"Estos labios que saben a despedida, a vinagre en las heridas, a pañuelo de estación" (Joaquín Sabina, Nos sobran los motivos)
Pasada la mitad del curso, algunos estudiantes extranjeros empiezan a volver a sus países de origen y tiñen el cielo de Glasgow de nostalgia hasta el punto de que incluso los escasos días soleados se nos presentan tristes. Nunca se me dieron bien las despedidas. Si lloro, me siento como una niña cursi preocupada porque llega el fin de curso. Si no lloro, me siento culpable; sobretodo si lloran todos menos yo. Generalmente, no vivo las despedidas como tales. Ni me entero de que la gente se va. Digo lo que hay que decir, entiendo que se van. Abrazo, beso, limpio lágrimas ajenas y hago reír para que sea una sonrisa lo último que vea de ellos. Y se van y yo me quedo allí contemplando la silueta de esa última mueca en el aire como un destello, una nube de humo que se desvanece como un dibujo animado cuando corre. Me quedo solo y con los bolsillos llenos de recuerdos y momentos vividos que no volverán. Es entonces cuando empiezo a vivir la ausencia y me emociono... pero ya es demasiado tarde. En ese momento, ya parece que no viene a cuento sentir nada y te ves como un absurdo perrito faldero sin piernas contra las que frotarte. A nadie le gusta sentir las cosas cuando ya han pasado de largo; así miro hacia delante con el corazón bien duro y la triste sensación de haberme perdido la vivencia de otro momento bonito.

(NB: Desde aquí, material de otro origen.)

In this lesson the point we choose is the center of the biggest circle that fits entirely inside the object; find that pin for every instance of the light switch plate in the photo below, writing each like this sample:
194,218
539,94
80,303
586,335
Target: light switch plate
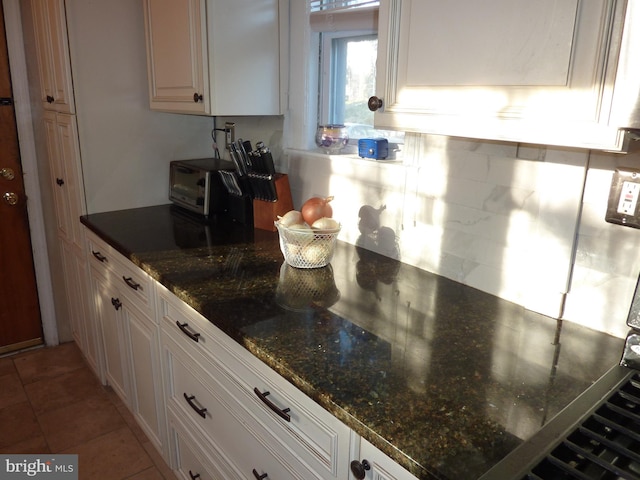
624,198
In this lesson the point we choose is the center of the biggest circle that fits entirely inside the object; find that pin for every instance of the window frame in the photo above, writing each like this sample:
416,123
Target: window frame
328,75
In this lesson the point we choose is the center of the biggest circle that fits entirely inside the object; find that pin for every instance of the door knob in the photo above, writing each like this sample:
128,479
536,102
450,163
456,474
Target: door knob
359,470
375,103
10,198
7,173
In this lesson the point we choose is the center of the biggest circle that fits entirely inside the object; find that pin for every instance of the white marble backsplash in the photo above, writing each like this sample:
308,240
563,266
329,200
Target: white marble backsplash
501,217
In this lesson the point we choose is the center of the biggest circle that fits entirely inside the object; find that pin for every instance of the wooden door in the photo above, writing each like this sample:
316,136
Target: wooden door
20,324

Sara y Alessia volvieron a Italia tras una gran fiesta de despedida en el piso de Marco. Una celebración por todo lo alto, incluyendo el policía escocés borracho y con bigote interrumpiendo por exceso de ruido. Suele pasar. Una fiesta no es una verdadera fiesta si no la para la policía. Una vez, acabamos una fiesta sin incidentes, de manera que pusimos la música a su máximo volumen para que vinieran los gendarmes y pudiéramos irnos a casa tranquilos. La última fiesta de Sara y Alessia en Glasgow sin duda será también muy recordada, aunque yo fuera incapaz de vivirla como un final. Es difícil concebir una cosa como última: un momento, una fiesta, una cena o lo que sea. Estás ahí y te parece tan poco concluyente como cualquier otro rato. Y es probable que sea cosa mía pero, ¿no os parece que nada acaba, que todo fluye? Yo vivo cada punto como el primero de una serie de puntos suspensivos; y así todo. Dejo abierta toda puerta tras de mí y ando hacia adelante pretendiendo que todo me sigue de cerca; que nada ni nadie se pierde en el camino. No termino una comida, sino que empiezo un postre. No acabo un polvo, comienzo un beso. No cierro una historia, abro un cuento. No sé por qué me cuesta tanto, pero así es. Niego los finales. Y presumo de duro y de vivir el presente, cuando la mayor parte del tiempo paso de puntillas por cada experiencia. Tengo miedo de terminar todo algo porque siempre siento que todavía no he empezado a disfrutarlo intensamente.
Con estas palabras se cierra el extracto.